Ten months ago Democratic lawmakers said the audit would help them understand one of the “most complex and least transparent” agencies in state government.

But by Tuesday a week after the audit had been released, they seemed to have forgotten all about it.

“I haven’t gotten to this yet,” Speaker of the House Chris Donovan, D-Meriden, admitted Tuesday.

Sen. President Donald Williams, D-Brooklyn, was willing to talk about the audit after receiving a copy of the executive summary from a reporter.

“This is not small potatoes,” Williams said. “It was well-worth the tiny investment to find these savings,” he concluded. 

Wyman said each of the legislative leaders received copies of the audit and letters summarizing the results last week.

As part of the audit, the Department of Social Services submitted its own analysis concluding that if the state was able to negotiate lower rates it could be counterproductive since those lower rates could translate into lower reimbursements for medical providers.

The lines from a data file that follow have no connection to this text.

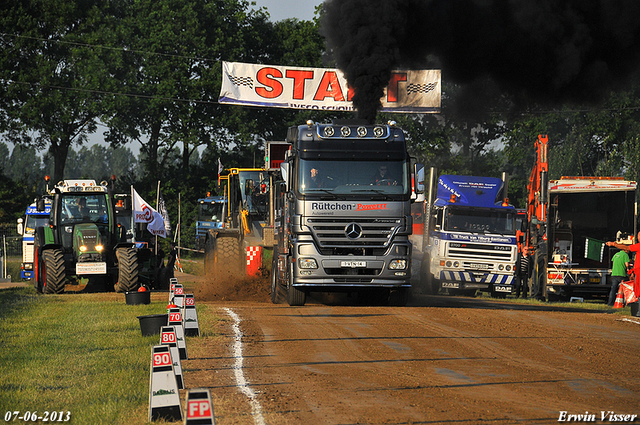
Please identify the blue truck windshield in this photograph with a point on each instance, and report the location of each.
(480, 221)
(210, 212)
(353, 177)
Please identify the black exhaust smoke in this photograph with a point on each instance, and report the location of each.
(547, 50)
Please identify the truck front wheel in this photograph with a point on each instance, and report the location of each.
(128, 270)
(294, 295)
(53, 274)
(426, 278)
(275, 286)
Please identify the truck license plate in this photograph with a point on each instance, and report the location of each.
(353, 264)
(499, 288)
(91, 268)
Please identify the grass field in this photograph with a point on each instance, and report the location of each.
(77, 353)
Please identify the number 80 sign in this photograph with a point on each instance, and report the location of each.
(161, 359)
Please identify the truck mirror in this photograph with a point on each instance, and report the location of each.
(418, 176)
(248, 187)
(284, 170)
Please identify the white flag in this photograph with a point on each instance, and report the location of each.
(144, 213)
(162, 209)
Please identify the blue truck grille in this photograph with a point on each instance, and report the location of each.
(473, 251)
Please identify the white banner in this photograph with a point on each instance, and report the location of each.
(323, 89)
(145, 213)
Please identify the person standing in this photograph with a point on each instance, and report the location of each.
(618, 273)
(524, 273)
(636, 264)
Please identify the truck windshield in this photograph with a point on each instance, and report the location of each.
(480, 221)
(33, 221)
(210, 212)
(85, 207)
(353, 177)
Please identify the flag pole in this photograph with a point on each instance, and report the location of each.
(157, 202)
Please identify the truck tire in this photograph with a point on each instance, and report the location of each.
(209, 255)
(295, 296)
(128, 270)
(426, 278)
(53, 273)
(228, 256)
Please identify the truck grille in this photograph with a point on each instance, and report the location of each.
(472, 251)
(339, 233)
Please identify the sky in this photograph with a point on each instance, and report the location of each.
(278, 10)
(283, 9)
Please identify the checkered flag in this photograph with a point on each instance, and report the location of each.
(421, 88)
(241, 81)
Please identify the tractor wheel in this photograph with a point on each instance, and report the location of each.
(128, 270)
(228, 257)
(294, 295)
(53, 273)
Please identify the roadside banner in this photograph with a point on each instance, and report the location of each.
(168, 337)
(199, 407)
(164, 396)
(145, 213)
(324, 89)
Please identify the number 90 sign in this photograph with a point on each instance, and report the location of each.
(161, 359)
(168, 337)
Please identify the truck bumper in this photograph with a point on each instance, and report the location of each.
(389, 271)
(499, 283)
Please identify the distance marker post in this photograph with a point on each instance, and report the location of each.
(168, 337)
(191, 326)
(199, 408)
(164, 396)
(172, 282)
(175, 319)
(178, 296)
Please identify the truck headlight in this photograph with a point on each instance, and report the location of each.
(398, 264)
(307, 263)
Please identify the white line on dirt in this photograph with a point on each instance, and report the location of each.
(241, 382)
(629, 320)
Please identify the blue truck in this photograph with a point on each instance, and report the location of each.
(26, 228)
(469, 236)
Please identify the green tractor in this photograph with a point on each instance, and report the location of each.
(84, 244)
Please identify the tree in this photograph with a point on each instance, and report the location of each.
(49, 79)
(171, 73)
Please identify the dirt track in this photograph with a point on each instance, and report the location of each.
(438, 360)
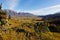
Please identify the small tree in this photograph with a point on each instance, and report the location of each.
(9, 17)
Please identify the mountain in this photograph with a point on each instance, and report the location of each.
(51, 16)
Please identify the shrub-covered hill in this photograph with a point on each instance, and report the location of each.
(27, 29)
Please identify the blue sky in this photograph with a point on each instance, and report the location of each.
(37, 7)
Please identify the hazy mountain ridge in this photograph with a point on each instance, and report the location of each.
(17, 14)
(51, 16)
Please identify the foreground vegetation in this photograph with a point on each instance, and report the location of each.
(29, 29)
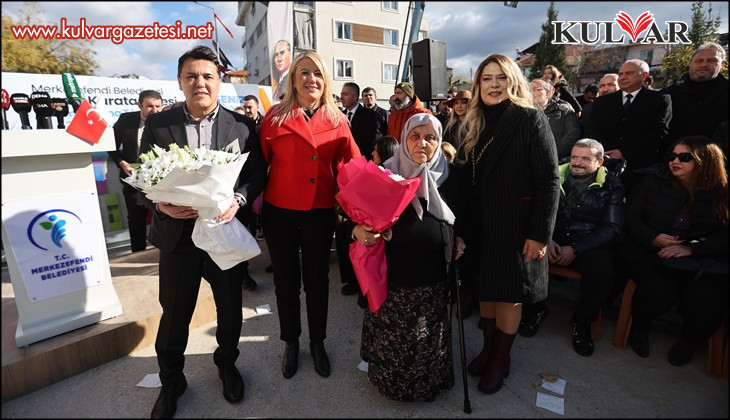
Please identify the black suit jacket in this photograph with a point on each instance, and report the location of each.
(125, 135)
(168, 127)
(638, 133)
(364, 128)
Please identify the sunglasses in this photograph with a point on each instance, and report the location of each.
(683, 157)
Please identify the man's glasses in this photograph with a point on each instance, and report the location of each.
(683, 157)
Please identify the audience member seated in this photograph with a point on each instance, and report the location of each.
(677, 246)
(590, 223)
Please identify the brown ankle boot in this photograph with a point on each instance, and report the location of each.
(498, 365)
(479, 364)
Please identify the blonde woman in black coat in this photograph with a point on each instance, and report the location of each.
(512, 194)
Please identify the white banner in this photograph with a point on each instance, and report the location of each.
(113, 96)
(50, 238)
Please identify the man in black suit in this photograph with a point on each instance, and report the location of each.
(363, 121)
(369, 101)
(201, 121)
(631, 123)
(700, 102)
(127, 132)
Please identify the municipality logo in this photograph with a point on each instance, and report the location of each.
(49, 228)
(591, 32)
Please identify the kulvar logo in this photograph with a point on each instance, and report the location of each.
(49, 228)
(591, 32)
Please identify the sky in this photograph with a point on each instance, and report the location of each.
(471, 30)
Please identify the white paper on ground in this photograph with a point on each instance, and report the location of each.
(557, 387)
(151, 380)
(554, 404)
(263, 309)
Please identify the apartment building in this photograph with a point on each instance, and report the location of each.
(362, 42)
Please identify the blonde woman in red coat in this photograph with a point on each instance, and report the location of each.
(303, 139)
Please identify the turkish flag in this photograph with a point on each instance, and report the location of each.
(87, 124)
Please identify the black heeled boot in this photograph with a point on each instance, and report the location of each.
(290, 361)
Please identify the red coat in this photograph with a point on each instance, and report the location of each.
(303, 158)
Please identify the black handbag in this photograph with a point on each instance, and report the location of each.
(698, 265)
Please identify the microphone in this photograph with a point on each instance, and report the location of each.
(6, 105)
(21, 104)
(41, 103)
(60, 107)
(73, 92)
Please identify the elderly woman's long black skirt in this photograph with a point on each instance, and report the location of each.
(408, 345)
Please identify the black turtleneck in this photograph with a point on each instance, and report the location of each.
(492, 114)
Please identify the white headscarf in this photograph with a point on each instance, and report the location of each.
(432, 173)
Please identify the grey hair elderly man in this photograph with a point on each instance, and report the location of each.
(563, 121)
(632, 123)
(700, 102)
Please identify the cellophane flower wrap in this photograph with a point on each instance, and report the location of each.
(202, 179)
(373, 196)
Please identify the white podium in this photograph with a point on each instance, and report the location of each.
(53, 234)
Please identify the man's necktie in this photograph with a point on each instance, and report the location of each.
(627, 104)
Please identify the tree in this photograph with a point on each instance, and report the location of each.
(47, 56)
(703, 28)
(547, 53)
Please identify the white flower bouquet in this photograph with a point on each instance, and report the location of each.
(202, 179)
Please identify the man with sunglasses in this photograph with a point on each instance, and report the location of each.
(631, 123)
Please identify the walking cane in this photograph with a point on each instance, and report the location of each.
(467, 404)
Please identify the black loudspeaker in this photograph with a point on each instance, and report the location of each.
(429, 69)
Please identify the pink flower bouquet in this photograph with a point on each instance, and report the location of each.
(376, 197)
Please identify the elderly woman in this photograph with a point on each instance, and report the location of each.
(459, 105)
(512, 191)
(302, 139)
(677, 223)
(408, 344)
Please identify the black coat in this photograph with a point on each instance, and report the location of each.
(697, 108)
(651, 210)
(638, 133)
(519, 202)
(165, 128)
(126, 130)
(564, 124)
(382, 120)
(364, 128)
(597, 221)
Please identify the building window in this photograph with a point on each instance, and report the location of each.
(390, 72)
(343, 30)
(390, 37)
(343, 69)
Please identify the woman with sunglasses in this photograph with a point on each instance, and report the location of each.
(677, 225)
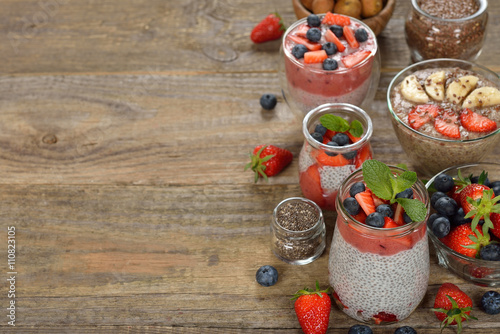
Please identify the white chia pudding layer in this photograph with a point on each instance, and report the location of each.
(368, 284)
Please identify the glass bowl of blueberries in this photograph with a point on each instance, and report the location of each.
(464, 225)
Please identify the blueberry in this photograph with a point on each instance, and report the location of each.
(330, 48)
(266, 275)
(490, 252)
(313, 20)
(360, 329)
(446, 206)
(337, 30)
(408, 193)
(440, 227)
(341, 138)
(437, 195)
(330, 64)
(375, 219)
(333, 144)
(351, 206)
(405, 330)
(443, 183)
(357, 188)
(313, 34)
(350, 155)
(298, 51)
(385, 210)
(268, 101)
(459, 218)
(320, 129)
(317, 136)
(490, 302)
(361, 35)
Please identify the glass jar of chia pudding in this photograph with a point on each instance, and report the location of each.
(353, 78)
(379, 275)
(446, 29)
(323, 167)
(298, 231)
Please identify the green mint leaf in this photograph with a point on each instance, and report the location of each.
(334, 123)
(414, 208)
(356, 128)
(378, 177)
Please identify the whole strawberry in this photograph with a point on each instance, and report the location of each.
(313, 310)
(268, 29)
(452, 306)
(268, 160)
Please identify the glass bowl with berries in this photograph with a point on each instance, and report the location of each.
(465, 221)
(445, 112)
(336, 143)
(328, 58)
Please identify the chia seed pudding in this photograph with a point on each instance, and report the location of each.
(446, 29)
(298, 231)
(455, 89)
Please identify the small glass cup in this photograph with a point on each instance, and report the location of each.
(431, 37)
(306, 86)
(319, 179)
(296, 246)
(379, 275)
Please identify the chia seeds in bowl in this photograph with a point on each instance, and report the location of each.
(446, 29)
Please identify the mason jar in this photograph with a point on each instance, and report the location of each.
(379, 275)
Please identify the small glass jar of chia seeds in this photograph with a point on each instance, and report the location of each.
(446, 29)
(298, 231)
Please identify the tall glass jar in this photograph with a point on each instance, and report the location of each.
(323, 167)
(445, 34)
(298, 231)
(379, 275)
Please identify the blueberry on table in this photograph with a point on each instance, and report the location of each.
(266, 275)
(490, 252)
(360, 329)
(268, 101)
(444, 183)
(490, 302)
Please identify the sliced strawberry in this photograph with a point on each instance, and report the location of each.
(389, 223)
(330, 37)
(475, 122)
(422, 114)
(326, 160)
(309, 45)
(336, 19)
(446, 124)
(355, 58)
(349, 36)
(314, 57)
(365, 200)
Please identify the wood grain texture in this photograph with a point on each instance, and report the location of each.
(124, 129)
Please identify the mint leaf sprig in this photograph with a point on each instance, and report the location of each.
(383, 183)
(338, 124)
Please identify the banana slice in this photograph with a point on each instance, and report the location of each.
(412, 90)
(482, 97)
(434, 85)
(459, 89)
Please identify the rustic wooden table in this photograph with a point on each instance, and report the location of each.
(124, 129)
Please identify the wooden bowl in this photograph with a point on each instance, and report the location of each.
(377, 23)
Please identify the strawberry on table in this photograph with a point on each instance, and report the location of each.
(452, 306)
(313, 310)
(268, 160)
(270, 28)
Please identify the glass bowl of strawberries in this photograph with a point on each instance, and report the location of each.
(464, 226)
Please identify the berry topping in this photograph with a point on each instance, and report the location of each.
(268, 101)
(266, 275)
(330, 64)
(361, 35)
(299, 50)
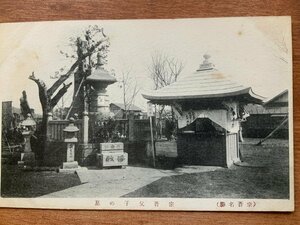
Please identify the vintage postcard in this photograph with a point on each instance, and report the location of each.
(175, 114)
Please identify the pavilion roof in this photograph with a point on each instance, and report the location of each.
(205, 83)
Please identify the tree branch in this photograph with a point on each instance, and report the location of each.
(59, 95)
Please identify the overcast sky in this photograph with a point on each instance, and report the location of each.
(253, 51)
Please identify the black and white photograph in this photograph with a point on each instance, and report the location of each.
(156, 114)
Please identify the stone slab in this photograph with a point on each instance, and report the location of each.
(112, 159)
(70, 165)
(111, 146)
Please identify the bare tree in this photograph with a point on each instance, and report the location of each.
(130, 91)
(93, 40)
(164, 70)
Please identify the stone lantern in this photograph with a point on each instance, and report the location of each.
(71, 140)
(28, 127)
(99, 80)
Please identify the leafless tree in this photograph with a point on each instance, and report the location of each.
(130, 91)
(164, 70)
(93, 40)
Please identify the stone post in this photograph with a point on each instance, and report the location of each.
(28, 128)
(70, 165)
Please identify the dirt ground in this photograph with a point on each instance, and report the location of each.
(264, 173)
(28, 184)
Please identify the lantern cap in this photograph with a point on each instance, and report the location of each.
(29, 122)
(71, 128)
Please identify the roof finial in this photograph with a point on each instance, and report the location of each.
(206, 65)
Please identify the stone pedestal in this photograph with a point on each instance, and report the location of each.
(27, 157)
(112, 155)
(70, 165)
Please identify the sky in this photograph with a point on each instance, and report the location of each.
(254, 51)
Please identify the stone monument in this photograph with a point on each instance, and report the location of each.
(28, 127)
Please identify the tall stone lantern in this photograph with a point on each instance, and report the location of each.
(99, 80)
(28, 127)
(71, 141)
(99, 99)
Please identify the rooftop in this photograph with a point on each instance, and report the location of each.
(206, 82)
(132, 107)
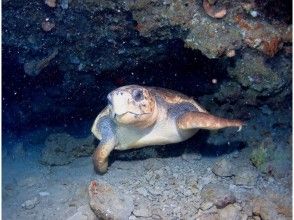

Historically, Husky patients have had trouble finding medical providers that will accept the state insurance plan because the reimbursement rates are lower than those paid by private insurance plans. That issue was only compounded last year with the introduction of two new managed care organizations that had to build their networks of medical providers from scratch. Medical providers, including hospitals, were hesitant to sign up for the program because the reimbursement rates for the state-subsidized Charter Oak Health Plan were lower than anticipated.

Keith Stover, spokesman for the Connecticut Association of Health Plans which represents a number of managed care organizations, said the actuarial analysis of the savings touted in the audit is “highly problematic.”

“Some of their assumptions are just wrong,” Stover said. “It would be a grave mistake to formulate policy based on this cursory glance.”

But advocates like Ellen Andrews, executive director of the Connecticut Health Policy Project, have been raising the red flag over these rates for more than a year.

“This audit confirms our long standing concerns about the lack of accountability and lax financial oversight at DSS. The Comptroller should be commended for conducting this audit, protecting precious state resources, and ensuring that HUSKY families get all the care we are paying for.” Andrews said Tuesday. “This audit makes it even clearer that the state must implement alternatives to managed care plans for HUSKY, such as the Primary Care Case Management (PCCM) program.”

The contracts with the three managed care organizations will be re-opened at the end of the year and Jeff Beckham, spokesman for the Office of Policy and Management, said the administration is “committed to every effort to achieve these savings.”

It’s unclear at the moment if all three of the managed care organizations would be willing to continue to participate in the program, if the state lowered its rates.